Axis #3: extent and age of debt, plus WACC (which influences interest expense rather directly). Another SWAG here: 10 bands.

Multiply 'em together (takes off socks, doubles compute power) that's possible configurations.

Now, folks, in yer comments, try to locate your example along all three axes, so those of us who have some dim idea of we are talking about, can judge and respond accordingly.

Whew ! Waymad that's a thread stopper if I ever read one......think I'll just stick to the Corporate Conundrums .....and political fingerings.

in some reports fewer possible configurations are used:

I think Fonterra never budgeted for this in the business plan, and Monopoly soon became just a word in a wide eyed dream......the stumbling Giant is looking top heavy.

less so, Fran adds to the discussion this morning, who'd thought.

Yup I did say top heavy Henry the three V's ,volume is the stumbling block for Theo n Co. Will wait n see how the books serve to keep Theo occupied a while yet.

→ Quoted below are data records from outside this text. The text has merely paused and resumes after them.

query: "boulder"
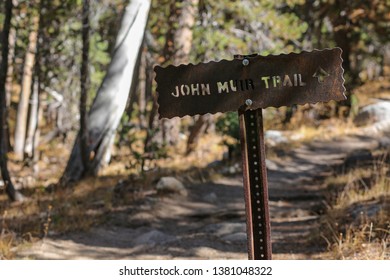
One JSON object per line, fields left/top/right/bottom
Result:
{"left": 156, "top": 177, "right": 188, "bottom": 196}
{"left": 354, "top": 101, "right": 390, "bottom": 126}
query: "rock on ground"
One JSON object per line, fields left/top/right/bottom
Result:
{"left": 354, "top": 101, "right": 390, "bottom": 126}
{"left": 156, "top": 177, "right": 188, "bottom": 196}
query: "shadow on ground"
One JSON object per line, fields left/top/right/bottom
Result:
{"left": 12, "top": 133, "right": 385, "bottom": 259}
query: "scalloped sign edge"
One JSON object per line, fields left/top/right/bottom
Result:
{"left": 154, "top": 48, "right": 346, "bottom": 119}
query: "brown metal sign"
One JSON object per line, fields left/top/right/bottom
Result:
{"left": 154, "top": 48, "right": 346, "bottom": 119}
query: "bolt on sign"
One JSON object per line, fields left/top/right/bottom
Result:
{"left": 154, "top": 48, "right": 346, "bottom": 260}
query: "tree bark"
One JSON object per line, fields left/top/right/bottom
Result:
{"left": 331, "top": 5, "right": 353, "bottom": 114}
{"left": 14, "top": 16, "right": 39, "bottom": 160}
{"left": 138, "top": 45, "right": 148, "bottom": 128}
{"left": 186, "top": 115, "right": 207, "bottom": 155}
{"left": 0, "top": 0, "right": 24, "bottom": 201}
{"left": 172, "top": 0, "right": 198, "bottom": 65}
{"left": 150, "top": 0, "right": 198, "bottom": 146}
{"left": 60, "top": 0, "right": 151, "bottom": 185}
{"left": 4, "top": 27, "right": 15, "bottom": 152}
{"left": 163, "top": 0, "right": 199, "bottom": 145}
{"left": 5, "top": 27, "right": 15, "bottom": 108}
{"left": 80, "top": 0, "right": 91, "bottom": 172}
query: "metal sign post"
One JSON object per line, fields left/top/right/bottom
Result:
{"left": 235, "top": 54, "right": 272, "bottom": 260}
{"left": 153, "top": 48, "right": 346, "bottom": 260}
{"left": 239, "top": 107, "right": 272, "bottom": 259}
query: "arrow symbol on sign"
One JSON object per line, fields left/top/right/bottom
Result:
{"left": 313, "top": 67, "right": 330, "bottom": 83}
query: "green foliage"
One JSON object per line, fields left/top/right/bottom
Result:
{"left": 215, "top": 112, "right": 240, "bottom": 158}
{"left": 149, "top": 0, "right": 308, "bottom": 64}
{"left": 89, "top": 32, "right": 110, "bottom": 101}
{"left": 216, "top": 112, "right": 239, "bottom": 141}
{"left": 191, "top": 0, "right": 308, "bottom": 61}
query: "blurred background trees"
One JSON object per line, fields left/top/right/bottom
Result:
{"left": 0, "top": 0, "right": 389, "bottom": 199}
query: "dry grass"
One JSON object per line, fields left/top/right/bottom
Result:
{"left": 322, "top": 158, "right": 390, "bottom": 259}
{"left": 0, "top": 175, "right": 123, "bottom": 259}
{"left": 324, "top": 220, "right": 389, "bottom": 260}
{"left": 353, "top": 77, "right": 390, "bottom": 107}
{"left": 288, "top": 118, "right": 358, "bottom": 144}
{"left": 151, "top": 133, "right": 227, "bottom": 171}
{"left": 0, "top": 232, "right": 16, "bottom": 260}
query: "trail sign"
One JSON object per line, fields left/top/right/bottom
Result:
{"left": 154, "top": 48, "right": 346, "bottom": 260}
{"left": 154, "top": 48, "right": 346, "bottom": 119}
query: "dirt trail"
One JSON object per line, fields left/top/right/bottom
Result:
{"left": 15, "top": 134, "right": 381, "bottom": 259}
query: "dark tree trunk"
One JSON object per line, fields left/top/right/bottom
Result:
{"left": 143, "top": 91, "right": 160, "bottom": 154}
{"left": 159, "top": 1, "right": 181, "bottom": 146}
{"left": 80, "top": 0, "right": 91, "bottom": 172}
{"left": 331, "top": 0, "right": 354, "bottom": 114}
{"left": 138, "top": 45, "right": 148, "bottom": 128}
{"left": 0, "top": 0, "right": 24, "bottom": 201}
{"left": 5, "top": 27, "right": 15, "bottom": 151}
{"left": 283, "top": 104, "right": 297, "bottom": 126}
{"left": 186, "top": 115, "right": 208, "bottom": 155}
{"left": 163, "top": 0, "right": 199, "bottom": 145}
{"left": 5, "top": 27, "right": 15, "bottom": 108}
{"left": 148, "top": 0, "right": 199, "bottom": 146}
{"left": 142, "top": 46, "right": 158, "bottom": 153}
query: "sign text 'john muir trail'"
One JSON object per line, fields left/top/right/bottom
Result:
{"left": 154, "top": 48, "right": 346, "bottom": 119}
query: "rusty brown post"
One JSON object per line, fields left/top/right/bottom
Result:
{"left": 239, "top": 108, "right": 272, "bottom": 260}
{"left": 236, "top": 54, "right": 272, "bottom": 260}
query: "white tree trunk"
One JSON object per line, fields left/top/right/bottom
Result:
{"left": 61, "top": 0, "right": 151, "bottom": 184}
{"left": 14, "top": 17, "right": 39, "bottom": 159}
{"left": 24, "top": 80, "right": 39, "bottom": 158}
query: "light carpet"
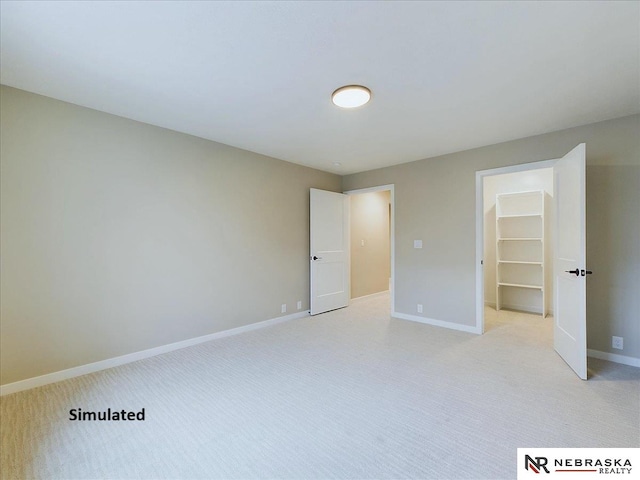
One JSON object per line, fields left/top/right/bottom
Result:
{"left": 2, "top": 292, "right": 639, "bottom": 479}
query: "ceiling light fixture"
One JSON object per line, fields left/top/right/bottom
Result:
{"left": 331, "top": 85, "right": 371, "bottom": 109}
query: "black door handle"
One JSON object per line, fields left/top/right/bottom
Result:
{"left": 311, "top": 255, "right": 323, "bottom": 261}
{"left": 581, "top": 270, "right": 592, "bottom": 276}
{"left": 565, "top": 269, "right": 580, "bottom": 276}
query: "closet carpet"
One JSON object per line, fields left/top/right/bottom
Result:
{"left": 2, "top": 293, "right": 639, "bottom": 479}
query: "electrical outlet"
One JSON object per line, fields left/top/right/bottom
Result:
{"left": 417, "top": 304, "right": 423, "bottom": 313}
{"left": 281, "top": 304, "right": 287, "bottom": 314}
{"left": 612, "top": 336, "right": 623, "bottom": 350}
{"left": 297, "top": 300, "right": 302, "bottom": 310}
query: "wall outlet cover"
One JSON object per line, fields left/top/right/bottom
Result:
{"left": 414, "top": 240, "right": 423, "bottom": 249}
{"left": 612, "top": 336, "right": 623, "bottom": 350}
{"left": 281, "top": 304, "right": 287, "bottom": 313}
{"left": 417, "top": 304, "right": 423, "bottom": 313}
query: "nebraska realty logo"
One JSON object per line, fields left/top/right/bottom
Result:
{"left": 517, "top": 449, "right": 639, "bottom": 479}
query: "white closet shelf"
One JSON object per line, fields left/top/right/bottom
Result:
{"left": 498, "top": 282, "right": 543, "bottom": 290}
{"left": 497, "top": 214, "right": 542, "bottom": 219}
{"left": 497, "top": 237, "right": 542, "bottom": 241}
{"left": 495, "top": 190, "right": 545, "bottom": 317}
{"left": 498, "top": 260, "right": 543, "bottom": 265}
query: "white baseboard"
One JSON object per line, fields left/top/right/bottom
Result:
{"left": 351, "top": 290, "right": 390, "bottom": 302}
{"left": 587, "top": 349, "right": 640, "bottom": 368}
{"left": 393, "top": 311, "right": 480, "bottom": 334}
{"left": 484, "top": 301, "right": 553, "bottom": 316}
{"left": 0, "top": 310, "right": 310, "bottom": 396}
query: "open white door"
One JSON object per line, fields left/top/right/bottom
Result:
{"left": 554, "top": 143, "right": 588, "bottom": 379}
{"left": 310, "top": 188, "right": 349, "bottom": 315}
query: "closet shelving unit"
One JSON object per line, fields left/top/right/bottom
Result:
{"left": 495, "top": 190, "right": 545, "bottom": 317}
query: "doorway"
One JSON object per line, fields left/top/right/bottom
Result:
{"left": 475, "top": 160, "right": 556, "bottom": 334}
{"left": 476, "top": 160, "right": 555, "bottom": 334}
{"left": 475, "top": 144, "right": 588, "bottom": 379}
{"left": 345, "top": 185, "right": 395, "bottom": 312}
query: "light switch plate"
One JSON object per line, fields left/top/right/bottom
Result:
{"left": 414, "top": 240, "right": 423, "bottom": 249}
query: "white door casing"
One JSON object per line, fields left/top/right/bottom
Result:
{"left": 553, "top": 143, "right": 588, "bottom": 380}
{"left": 310, "top": 189, "right": 350, "bottom": 315}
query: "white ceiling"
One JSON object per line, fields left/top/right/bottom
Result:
{"left": 1, "top": 1, "right": 638, "bottom": 175}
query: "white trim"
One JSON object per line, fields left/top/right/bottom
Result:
{"left": 498, "top": 304, "right": 544, "bottom": 315}
{"left": 351, "top": 290, "right": 390, "bottom": 302}
{"left": 475, "top": 159, "right": 557, "bottom": 334}
{"left": 0, "top": 310, "right": 310, "bottom": 396}
{"left": 344, "top": 184, "right": 395, "bottom": 313}
{"left": 343, "top": 184, "right": 395, "bottom": 196}
{"left": 587, "top": 349, "right": 640, "bottom": 368}
{"left": 392, "top": 311, "right": 481, "bottom": 334}
{"left": 485, "top": 301, "right": 554, "bottom": 316}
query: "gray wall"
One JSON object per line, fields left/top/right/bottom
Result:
{"left": 0, "top": 86, "right": 341, "bottom": 385}
{"left": 350, "top": 190, "right": 391, "bottom": 299}
{"left": 343, "top": 115, "right": 640, "bottom": 360}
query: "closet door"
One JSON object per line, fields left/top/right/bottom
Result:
{"left": 553, "top": 144, "right": 588, "bottom": 380}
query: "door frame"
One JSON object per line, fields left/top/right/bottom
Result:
{"left": 344, "top": 184, "right": 395, "bottom": 313}
{"left": 475, "top": 161, "right": 556, "bottom": 333}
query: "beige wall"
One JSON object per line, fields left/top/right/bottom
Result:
{"left": 483, "top": 168, "right": 553, "bottom": 314}
{"left": 343, "top": 115, "right": 640, "bottom": 360}
{"left": 350, "top": 190, "right": 390, "bottom": 299}
{"left": 0, "top": 86, "right": 341, "bottom": 385}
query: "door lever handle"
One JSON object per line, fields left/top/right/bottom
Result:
{"left": 581, "top": 269, "right": 592, "bottom": 276}
{"left": 565, "top": 269, "right": 580, "bottom": 276}
{"left": 311, "top": 255, "right": 323, "bottom": 261}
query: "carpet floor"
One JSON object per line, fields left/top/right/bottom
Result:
{"left": 2, "top": 292, "right": 639, "bottom": 479}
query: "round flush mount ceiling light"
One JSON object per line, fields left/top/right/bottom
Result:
{"left": 331, "top": 85, "right": 371, "bottom": 108}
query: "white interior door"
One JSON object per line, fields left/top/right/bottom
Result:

Spot on. As much as we might celebrate our no8 wire innovations driven by being a small remote country having to figure out solutions ourselves.....the downside is definitely being such a small economy that monopolies really are everywhere. Many service areas too small to support truly competing businesses in the same space. So they get big cumbersome and lazy. Example, I know a guy who got in early with Telecom marketing when Clear came along. Said it was the best possible thing to happen to Telecom as they simply didn't have a clue about the market they were in, the services they did and could provide, what their customers really wanted. But please read that in context of way back when :)

I think we have been here before.
Sixty years ago , when our overlords, the british, said they want more lamb, we invented the blast freezing process and sent them meat that ate like leather. Took 30 years to figure that out.
Our new masters say they quite like our cheese so we build milk dryers and produce vast amounts of milk commodities.
What do we need to learn?

We run deficit's and our powers that be thought we could export our way into surplus and wealth with a bit of central planned encouragement.
China, South Korea, Germany and Japan run surpluses and reap the rewards of growth, jobs and prosperity, while countries in deficit get cheap goods, deflationary pressures,unemployment and stagnation.
Why would China or Japan invest here? Most goods here are either already made in China/Japan or could be made cheaper offshore and seen as an opportunity. All we had was our climate and soils so we went the only route we could see, increased agricultural production.
Unfortunately we also went down the route of increased government spending, high wages for the elite and entitled, high taxation, poor productivity, and very high debt levels. Debt often mal-invested in asset bubbles and high risk commodity speculation.
Which lead us to where we are today, up the creek.

A good comment Andrew,
I suspect as a society we rather like central planning, the state as a provider, possibly expressed by our early adoption of the social welfare system.
But our origins are a small british colony struggling for the first hundred years and its hard to get off the back foot.

While China lifts millions out of poverty 49 million Americans rely on food stamps but will Chinas export model continue to deliver the goods?

arh, whose origins?

and its more climate than soils...

Now we are really depressed.
The colonial experiment is floundering, chronic operating deficits, what next?
A really bad idea in my opinion as the future will be more robotics than human labour, goodbye vehicle drivers in the next 20 years.

Japan is not an example - no growth after 20 years of QE; now an ageing population relying on migration.

Japan is not an example - no growth after 20 years of QE; now an ageing population relying on migration.